Judge of the Oklahoma Court of Civil Appeals
- Incumbent
- Assumed office March 10, 2020
- Appointed by: Kevin Stitt
- Preceded by: Jerry Goodman

Personal details
- Born: Owasso, Oklahoma, U.S.
- Education: Oklahoma State University–Stillwater (BA, MA) University of Tulsa (JD)

= Stacie L. Hixon =

American judge

Stacie Hixon is an American attorney and jurist serving as a judge on the Oklahoma Court of Civil Appeals. Governor Kevin Stitt appointed her on March 10, 2020 to replace Jerry Goodman.
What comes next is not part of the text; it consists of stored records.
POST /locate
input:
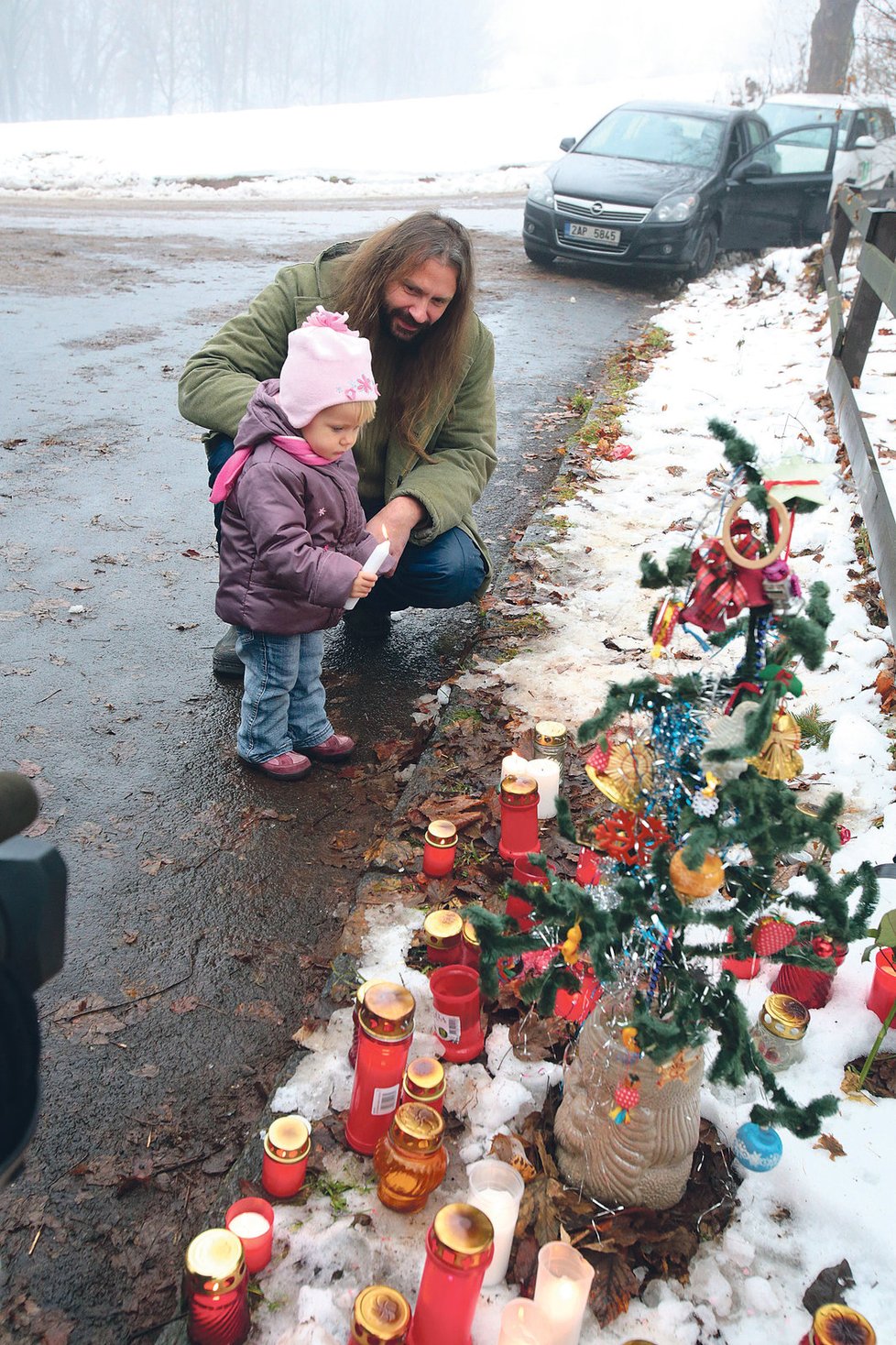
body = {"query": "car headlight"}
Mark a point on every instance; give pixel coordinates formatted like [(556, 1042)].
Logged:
[(674, 209), (542, 191)]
== Early life and education ==
Hixon was born and raised in Tulsa, Oklahoma. She earned a Bachelor of Arts and Master of Arts from Oklahoma State University–Stillwater, followed by a Juris Doctor from the University of Tulsa College of Law. (Note: Ballotpedia states that she received her J. D. from the University of Oklahoma College of Law in 2002, but this contradicts with biographical information from a former employer (Steidley & Neal) and from U.S. News & World Report.)

== Career ==
At the time of her appointment, Hixon was a partner at the Steidley & Neal law firm, which has offices in Tulsa, McAlester and Durant, and has focused on areas that include insurance, product liability, employment law and general civil litigation. She replaced Jerry Goodman, who had already retired from the bench.